William Burroughs has been called many things during the course of his remarkable life, but Renaissance man has never ranked high on the list of superlatives. That may change this week with the opening of the exhibition "Ports of Entry: William S. Burroughs and the Visual Arts" at the Los Angeles County Museum of Art.
The author of "Naked Lunch," a wildly scatological novel that won a landmark anti-censorship Supreme Court decision in 1959, has long been recognized as one of the most radical minds of the 20th century. Burroughs, born in St. Louis in 1914, was openly homosexual long before that choice was tolerated by society, spent several decades as a heroin addict and accidentally killed his wife with a gunshot wound to the head. These are things most people know about him. His output as a visual artist, however, has thus far gone largely uncommented upon.
And as will be seen in Burroughs' first museum retrospective, opening Thursday, his creative output is surprisingly substantial. An accomplished photographer, he has produced a voluminous body of visual art that includes drawings, paintings, sculpture, action pieces, collages and scrapbooks, along with collaborative works with artists Andy Warhol, Jean Michel-Basquiat, Robert Wilson and Keith Haring, among others.

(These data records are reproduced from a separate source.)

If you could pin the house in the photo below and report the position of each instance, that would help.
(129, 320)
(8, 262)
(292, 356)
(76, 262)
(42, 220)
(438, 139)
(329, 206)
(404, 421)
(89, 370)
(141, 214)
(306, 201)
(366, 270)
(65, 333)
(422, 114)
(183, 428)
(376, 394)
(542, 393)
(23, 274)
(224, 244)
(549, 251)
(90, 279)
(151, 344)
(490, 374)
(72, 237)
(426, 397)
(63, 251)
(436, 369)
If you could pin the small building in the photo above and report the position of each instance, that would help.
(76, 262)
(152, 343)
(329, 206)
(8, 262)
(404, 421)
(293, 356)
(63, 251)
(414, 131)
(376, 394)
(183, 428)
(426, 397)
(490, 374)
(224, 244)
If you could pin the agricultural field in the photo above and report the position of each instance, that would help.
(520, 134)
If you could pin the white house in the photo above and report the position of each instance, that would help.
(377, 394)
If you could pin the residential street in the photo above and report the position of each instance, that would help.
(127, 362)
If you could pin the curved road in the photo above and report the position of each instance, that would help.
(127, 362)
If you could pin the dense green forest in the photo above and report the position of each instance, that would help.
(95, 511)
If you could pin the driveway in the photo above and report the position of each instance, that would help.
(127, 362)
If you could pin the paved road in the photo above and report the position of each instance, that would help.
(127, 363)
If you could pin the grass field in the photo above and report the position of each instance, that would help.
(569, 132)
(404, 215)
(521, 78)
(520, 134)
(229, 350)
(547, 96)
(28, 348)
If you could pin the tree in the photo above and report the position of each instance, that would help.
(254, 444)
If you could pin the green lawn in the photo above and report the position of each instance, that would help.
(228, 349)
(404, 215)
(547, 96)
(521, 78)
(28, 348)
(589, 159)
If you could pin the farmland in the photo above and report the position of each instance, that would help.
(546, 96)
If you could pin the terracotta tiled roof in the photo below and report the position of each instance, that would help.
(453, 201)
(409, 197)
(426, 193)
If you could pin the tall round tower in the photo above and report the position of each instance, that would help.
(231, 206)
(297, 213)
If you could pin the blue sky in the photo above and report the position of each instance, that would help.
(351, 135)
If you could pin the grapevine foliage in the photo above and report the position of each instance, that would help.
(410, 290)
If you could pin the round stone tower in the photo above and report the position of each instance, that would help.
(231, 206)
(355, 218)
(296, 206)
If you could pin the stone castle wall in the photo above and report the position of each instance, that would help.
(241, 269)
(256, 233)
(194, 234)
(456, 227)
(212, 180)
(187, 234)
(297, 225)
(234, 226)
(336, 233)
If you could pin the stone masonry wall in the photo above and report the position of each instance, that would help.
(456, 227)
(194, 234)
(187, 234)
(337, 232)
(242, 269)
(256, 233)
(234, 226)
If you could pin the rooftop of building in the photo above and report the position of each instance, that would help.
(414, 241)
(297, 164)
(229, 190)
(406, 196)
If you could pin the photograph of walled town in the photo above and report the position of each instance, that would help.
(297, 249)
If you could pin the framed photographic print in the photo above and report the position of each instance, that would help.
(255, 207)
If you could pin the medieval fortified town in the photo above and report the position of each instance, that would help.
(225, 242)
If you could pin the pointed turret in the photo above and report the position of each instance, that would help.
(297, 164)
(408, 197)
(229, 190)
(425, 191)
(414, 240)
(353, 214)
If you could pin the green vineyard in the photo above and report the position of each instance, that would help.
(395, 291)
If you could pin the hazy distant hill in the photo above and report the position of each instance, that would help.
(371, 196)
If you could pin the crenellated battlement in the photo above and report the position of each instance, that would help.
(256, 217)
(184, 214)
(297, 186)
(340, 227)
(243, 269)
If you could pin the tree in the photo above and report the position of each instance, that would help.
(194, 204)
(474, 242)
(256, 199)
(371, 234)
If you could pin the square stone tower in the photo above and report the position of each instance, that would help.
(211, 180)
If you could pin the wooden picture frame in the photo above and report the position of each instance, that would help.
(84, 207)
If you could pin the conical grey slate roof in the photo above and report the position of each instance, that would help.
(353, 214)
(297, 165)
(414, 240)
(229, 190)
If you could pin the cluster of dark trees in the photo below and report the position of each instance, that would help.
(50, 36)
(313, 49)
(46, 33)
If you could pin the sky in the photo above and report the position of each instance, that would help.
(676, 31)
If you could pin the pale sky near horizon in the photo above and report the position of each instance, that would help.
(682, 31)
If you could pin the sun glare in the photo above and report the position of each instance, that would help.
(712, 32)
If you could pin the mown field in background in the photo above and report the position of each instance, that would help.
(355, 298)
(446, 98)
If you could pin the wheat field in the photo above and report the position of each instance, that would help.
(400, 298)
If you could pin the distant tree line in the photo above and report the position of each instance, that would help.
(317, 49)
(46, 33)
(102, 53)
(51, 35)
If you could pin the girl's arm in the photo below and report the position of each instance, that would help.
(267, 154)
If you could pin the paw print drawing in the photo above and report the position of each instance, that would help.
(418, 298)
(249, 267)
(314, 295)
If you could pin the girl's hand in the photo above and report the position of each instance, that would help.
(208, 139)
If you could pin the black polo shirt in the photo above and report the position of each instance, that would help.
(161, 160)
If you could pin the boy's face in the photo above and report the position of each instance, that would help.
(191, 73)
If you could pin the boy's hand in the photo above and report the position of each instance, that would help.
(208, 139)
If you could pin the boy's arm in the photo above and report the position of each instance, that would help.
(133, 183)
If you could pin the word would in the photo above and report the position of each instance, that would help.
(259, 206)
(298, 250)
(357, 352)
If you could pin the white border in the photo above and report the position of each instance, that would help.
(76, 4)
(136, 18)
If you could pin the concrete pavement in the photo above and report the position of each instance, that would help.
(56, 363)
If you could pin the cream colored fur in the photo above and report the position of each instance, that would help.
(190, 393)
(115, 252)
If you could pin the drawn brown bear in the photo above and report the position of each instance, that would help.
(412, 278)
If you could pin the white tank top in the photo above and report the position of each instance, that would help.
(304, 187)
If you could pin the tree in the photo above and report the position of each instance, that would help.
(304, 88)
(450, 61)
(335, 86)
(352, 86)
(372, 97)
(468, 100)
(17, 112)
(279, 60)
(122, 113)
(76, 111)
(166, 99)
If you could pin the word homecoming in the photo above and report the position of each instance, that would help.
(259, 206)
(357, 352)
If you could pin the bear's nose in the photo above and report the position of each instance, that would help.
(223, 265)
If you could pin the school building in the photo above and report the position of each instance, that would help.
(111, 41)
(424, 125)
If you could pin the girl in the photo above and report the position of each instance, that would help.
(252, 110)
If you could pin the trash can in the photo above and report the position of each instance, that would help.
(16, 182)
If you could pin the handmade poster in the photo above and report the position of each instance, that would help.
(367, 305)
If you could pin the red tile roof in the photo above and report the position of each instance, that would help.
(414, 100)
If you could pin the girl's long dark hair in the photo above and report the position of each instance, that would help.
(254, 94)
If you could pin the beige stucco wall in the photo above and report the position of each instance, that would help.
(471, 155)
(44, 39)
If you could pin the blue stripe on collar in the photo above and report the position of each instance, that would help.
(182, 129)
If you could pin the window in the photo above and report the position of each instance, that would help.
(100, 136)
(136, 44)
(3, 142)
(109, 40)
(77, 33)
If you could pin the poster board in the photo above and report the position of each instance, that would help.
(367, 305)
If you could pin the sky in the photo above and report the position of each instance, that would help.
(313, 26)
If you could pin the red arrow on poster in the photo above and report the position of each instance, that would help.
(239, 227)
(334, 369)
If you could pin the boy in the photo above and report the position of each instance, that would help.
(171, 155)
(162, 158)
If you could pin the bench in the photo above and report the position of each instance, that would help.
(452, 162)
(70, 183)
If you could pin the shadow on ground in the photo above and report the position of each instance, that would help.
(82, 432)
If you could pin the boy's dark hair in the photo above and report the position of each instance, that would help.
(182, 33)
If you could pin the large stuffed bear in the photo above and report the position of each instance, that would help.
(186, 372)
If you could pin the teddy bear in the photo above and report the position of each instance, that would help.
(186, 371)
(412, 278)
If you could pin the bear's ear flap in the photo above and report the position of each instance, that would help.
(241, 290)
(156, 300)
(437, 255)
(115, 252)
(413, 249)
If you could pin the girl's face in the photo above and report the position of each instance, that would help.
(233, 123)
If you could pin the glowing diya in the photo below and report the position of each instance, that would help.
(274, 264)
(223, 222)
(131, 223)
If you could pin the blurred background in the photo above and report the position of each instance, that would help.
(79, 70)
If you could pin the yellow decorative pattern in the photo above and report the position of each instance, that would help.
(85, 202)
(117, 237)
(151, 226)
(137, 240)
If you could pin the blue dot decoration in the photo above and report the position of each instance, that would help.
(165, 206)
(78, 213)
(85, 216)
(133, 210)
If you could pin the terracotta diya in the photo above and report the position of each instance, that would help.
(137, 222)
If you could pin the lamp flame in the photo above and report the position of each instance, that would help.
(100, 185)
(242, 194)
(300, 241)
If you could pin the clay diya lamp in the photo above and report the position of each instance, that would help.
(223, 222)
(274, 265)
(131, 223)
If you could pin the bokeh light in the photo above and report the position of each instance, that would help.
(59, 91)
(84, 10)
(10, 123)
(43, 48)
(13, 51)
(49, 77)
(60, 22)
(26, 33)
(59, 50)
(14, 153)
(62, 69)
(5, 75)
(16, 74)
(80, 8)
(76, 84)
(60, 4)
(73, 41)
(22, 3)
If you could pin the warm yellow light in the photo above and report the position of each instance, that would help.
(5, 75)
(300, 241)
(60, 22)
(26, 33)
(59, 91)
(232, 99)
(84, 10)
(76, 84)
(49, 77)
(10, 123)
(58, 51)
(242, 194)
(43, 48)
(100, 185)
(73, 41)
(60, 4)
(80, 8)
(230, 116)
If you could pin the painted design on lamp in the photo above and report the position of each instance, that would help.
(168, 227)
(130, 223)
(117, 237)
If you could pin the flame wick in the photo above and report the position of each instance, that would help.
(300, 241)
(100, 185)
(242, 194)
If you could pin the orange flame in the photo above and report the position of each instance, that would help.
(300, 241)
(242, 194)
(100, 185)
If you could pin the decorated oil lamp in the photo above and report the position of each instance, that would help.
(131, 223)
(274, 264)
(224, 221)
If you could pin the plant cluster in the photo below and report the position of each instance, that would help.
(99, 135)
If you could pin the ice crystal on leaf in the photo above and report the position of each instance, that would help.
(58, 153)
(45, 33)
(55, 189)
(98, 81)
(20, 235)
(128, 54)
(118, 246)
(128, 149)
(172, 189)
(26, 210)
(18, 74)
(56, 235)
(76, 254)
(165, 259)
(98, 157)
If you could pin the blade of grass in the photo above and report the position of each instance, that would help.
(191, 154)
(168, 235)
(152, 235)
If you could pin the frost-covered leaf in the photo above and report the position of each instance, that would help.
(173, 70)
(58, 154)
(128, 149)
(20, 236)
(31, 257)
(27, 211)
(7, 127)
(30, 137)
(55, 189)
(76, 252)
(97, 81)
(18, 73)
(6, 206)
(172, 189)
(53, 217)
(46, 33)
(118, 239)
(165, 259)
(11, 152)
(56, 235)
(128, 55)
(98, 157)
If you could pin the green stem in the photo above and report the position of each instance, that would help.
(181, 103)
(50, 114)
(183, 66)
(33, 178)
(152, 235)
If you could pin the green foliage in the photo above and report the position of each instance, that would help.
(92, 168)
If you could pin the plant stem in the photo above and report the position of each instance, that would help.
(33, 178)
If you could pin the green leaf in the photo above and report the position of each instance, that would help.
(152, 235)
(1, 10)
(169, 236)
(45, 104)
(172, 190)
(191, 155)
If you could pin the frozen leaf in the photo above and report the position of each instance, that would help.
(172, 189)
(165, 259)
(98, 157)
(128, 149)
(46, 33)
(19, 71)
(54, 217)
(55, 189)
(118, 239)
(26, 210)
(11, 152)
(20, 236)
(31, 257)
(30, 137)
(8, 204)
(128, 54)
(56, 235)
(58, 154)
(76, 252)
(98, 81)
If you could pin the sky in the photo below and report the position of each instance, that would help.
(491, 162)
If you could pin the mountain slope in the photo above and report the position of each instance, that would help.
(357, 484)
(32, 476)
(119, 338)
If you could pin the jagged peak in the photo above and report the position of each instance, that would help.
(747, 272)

"Ports of Entry," assembled by LACMA's curator of photography, Robert Sobieszek, attempts to give a comprehensive view of Burroughs' artistic practice, presenting 153 works along with contributions from 43 artists and filmmakers who have worked with the author or been influenced by him.
As in his writing, Burroughs' loosely figurative abstractions employ the element of chance in an attempt to create an environment in which magic can enter (hence the title "Ports of Entry"). This is particularly true of the "shotgun paintings" begun in 1982, wherein he positions cans of paint in front of a wooden surface, then blasts them with a shotgun.
"The shotgun blast releases the little spirits compacted into the wood," explains the 82-year-old artist, speaking by phone from the Lawrence, Kan., home he has shared for 15 years with his longtime friend and assistant, James Grauerholz.
Explaining the genesis of the show, Sobieszek says: "In 1978, I curated an exhibition on photomontage dating from 1851 through Dada and Surrealism. I ended there, because at that point, I saw a big change in how artists approached montage, and in thinking about this change I kept going back to six pages in a book called 'The Burroughs File' that depicted images from the scrapbooks Burroughs completed in the '50s and '60s with the late Brion Gysin."
(Many of the 20 or so scrapbooks completed by Burroughs and Gysin, a legendary underground figure who died in 1986, have disappeared, but three will be on view at LACMA.)
"The scrapbooks introduced a radically new approach to montage," Sobieszek says. "Whereas Dada took an iconic approach to picture making, and Surrealism intermingled pictures and words to create narratives, these montages exploded iconicity and narration and pivoted on indeterminacy and open-endedness."
Central to the innovation Sobieszek refers to is the cutup, a creative methodology Burroughs and Gysin devised when they were sharing quarters at the Beat Hotel in Paris. Cutting a mat for a drawing in September 1959, Gysin was working on top of a stack of newspapers and accidentally cut through several layers of newsprint. He realized that he could shuffle the layers of newsprint and read three different stories simultaneously, and thus was born the cutup.
"William always credits Brion with the cutup method and says he's responsible for any power in the visual art he's made," Sobieszek says. "In France, Gysin is well known as an artist, but he's virtually unheard of here, and one of our intentions with this show is to introduce him to people who don't know him."
New York poet John Giorno (who performs at LACMA on Sept. 1 in conjunction with "Ports of Entry") met Burroughs and Gysin in 1964 shortly after they arrived in Manhattan to work on their collaborative novel "The Third Mind." He recalls that "Brion had a great talent for making people dislike him, and consequently many people with vastly less talent are more successful than he was.
"He and William had a very strong connection, though--the devotion they felt for each other was stronger than any reason, and it was almost as if they were lovers, though they never were," says Giorno, who himself was in a romantic relationship with Gysin at the time.
In any conversation about his visual art, Burroughs is quick to bring up Gysin, whom he describes as "a most extraordinary character--I've never known anyone as brilliant as he was."
"He was a dazzling conversationalist who spoke several languages, and he taught me what I know about painting," Burroughs says.